Re-Imaginings of “Northern Ireland”
Imelda Foley spoke about theatre work on the Shankill Road and community art in general. David Park, the writer told us that Art comes from a narrative and that very little of the drama, books and stories relating to the Troubles will actually endure. The Troubles have actually damaged us creatively. “Artists can’t live off the Troubles forever”.
Writing and other forms of art are about exploring what it is to be human. And these narratives must be true. He was saying that Art cannot be produced to order for the Common Good.
Tim Loane, theatre director went further. We are a society in denial and Art is our Prozac. We don’t need more Prozac Art. Art is not social engineering. With community art, we have fostered Inclusivity in place of Excellence. Art is NOT fireworks and face painting. It is not the function of the Arts to engage in Reconciliation and took a side swipe at Ulster Scots and Irish.
According to Loane, the simple truth is that our indigenous artists are tribal. We actually encouraged Michael Stone to believe he is an artist and Danny Morrison to believe he is a playwright.
He criticised a play “We Held Your Secrets” (authors name I did not catch) where an American director had taken real life stories of victims and edited them into a drama. It was obscene “Troubles Porn”…..a means for people who have not suffered at all to “get off on other peoples misery”.
He said that the impuse for Art to be part of a Reconciliation Process is coming from outsiders and do-gooders. How risible is it that “the City of Culture does not have a professional theatre”?
For me, Loane overdid the passion. It resulted in a heated exchange between him (he was forced to back pedal a little) by the force of feeling) and two women community writers, who accused him of elitism.
Eamonn McTeagues artistic speciality is photographing and displaying the Belfast murals. He is particularly interested in their changing nature. A contribution from the floor. was telling. Seemingly one of the walls on the Ormeau Road in his presentation had actually been the scene of a 1970s killing…….a young man who was painting a mural.
The final session “Arts and Culture After the Conflict” was effectively the Gerry Anderson Show. Frankly nobody on the panel, Pauline Ross (Community Theatre in Derry), Alan Gillis (Belfast poet), Robert Ballagh (Dublin artist) Glenn Patterson (Belfast writer) spoke about Conflict Resolution..
It was back and forth banter about Pattersons hasty retreat from a Lisburn bar as his red velours trousers were causing a disturbance, Ballagh selling his guitar to Phil Lynnott, Gerry Anderson loaning Lynnott a tenner in the gents in a Dublin bar…….and well I guess you had to be there.
Yet for me the single most poignant moment of the day was Anderson’s recollection of a suppressed memory from St Patricks Day in Derry on St Patricks Day 1952. I wont elaborate on that.

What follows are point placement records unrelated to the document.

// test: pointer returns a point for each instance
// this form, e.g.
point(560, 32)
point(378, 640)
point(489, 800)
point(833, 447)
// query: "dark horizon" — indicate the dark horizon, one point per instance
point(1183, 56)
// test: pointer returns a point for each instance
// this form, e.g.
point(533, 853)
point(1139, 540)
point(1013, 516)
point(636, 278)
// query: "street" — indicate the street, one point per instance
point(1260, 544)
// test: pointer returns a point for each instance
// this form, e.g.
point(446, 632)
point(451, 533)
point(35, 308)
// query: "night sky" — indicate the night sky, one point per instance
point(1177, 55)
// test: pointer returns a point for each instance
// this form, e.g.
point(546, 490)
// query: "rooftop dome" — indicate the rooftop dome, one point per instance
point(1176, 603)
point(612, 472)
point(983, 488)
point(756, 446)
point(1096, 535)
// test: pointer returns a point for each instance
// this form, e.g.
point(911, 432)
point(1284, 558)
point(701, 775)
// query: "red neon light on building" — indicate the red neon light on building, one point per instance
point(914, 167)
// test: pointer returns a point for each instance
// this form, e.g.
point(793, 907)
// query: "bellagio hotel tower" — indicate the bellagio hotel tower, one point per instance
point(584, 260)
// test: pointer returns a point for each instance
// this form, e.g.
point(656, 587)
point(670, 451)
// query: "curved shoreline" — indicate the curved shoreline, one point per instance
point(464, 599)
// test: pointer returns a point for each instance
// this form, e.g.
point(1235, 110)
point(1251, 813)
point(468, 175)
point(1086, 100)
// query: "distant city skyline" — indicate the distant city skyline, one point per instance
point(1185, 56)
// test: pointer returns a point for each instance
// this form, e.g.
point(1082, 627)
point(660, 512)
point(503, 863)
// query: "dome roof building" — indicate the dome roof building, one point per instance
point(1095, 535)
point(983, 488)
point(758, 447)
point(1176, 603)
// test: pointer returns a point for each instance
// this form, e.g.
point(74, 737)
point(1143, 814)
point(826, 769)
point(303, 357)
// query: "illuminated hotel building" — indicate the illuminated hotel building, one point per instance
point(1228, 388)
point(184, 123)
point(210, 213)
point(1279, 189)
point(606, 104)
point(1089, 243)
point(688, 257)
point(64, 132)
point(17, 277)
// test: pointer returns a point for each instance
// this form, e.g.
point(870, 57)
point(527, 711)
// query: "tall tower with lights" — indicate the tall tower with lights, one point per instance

So what did we learn about Conflict Resolution and Art? There was a general acceptance that it is not the responsibility of artists to be involved. There is possibly a bigger debate about Art being subsidised. Whether at community or professional level, is the artist obliged to follow the wishes of a patron.
The other most noticeable theme was that so many “History” and “Politics” registered names from QUB who failed to attend.
We already know from a previous post that the Churches aren’t overly concerned about playing a part in Conflict Resolution. Neither are Historians who value the historical record above its re-writing for the perceived benefit to Society. And the Arts people feel the same way.
Yet that’s the point that Pat Cooke, the Historian made at the very start of the day. When you escape from History, you don’t really know where you will end up.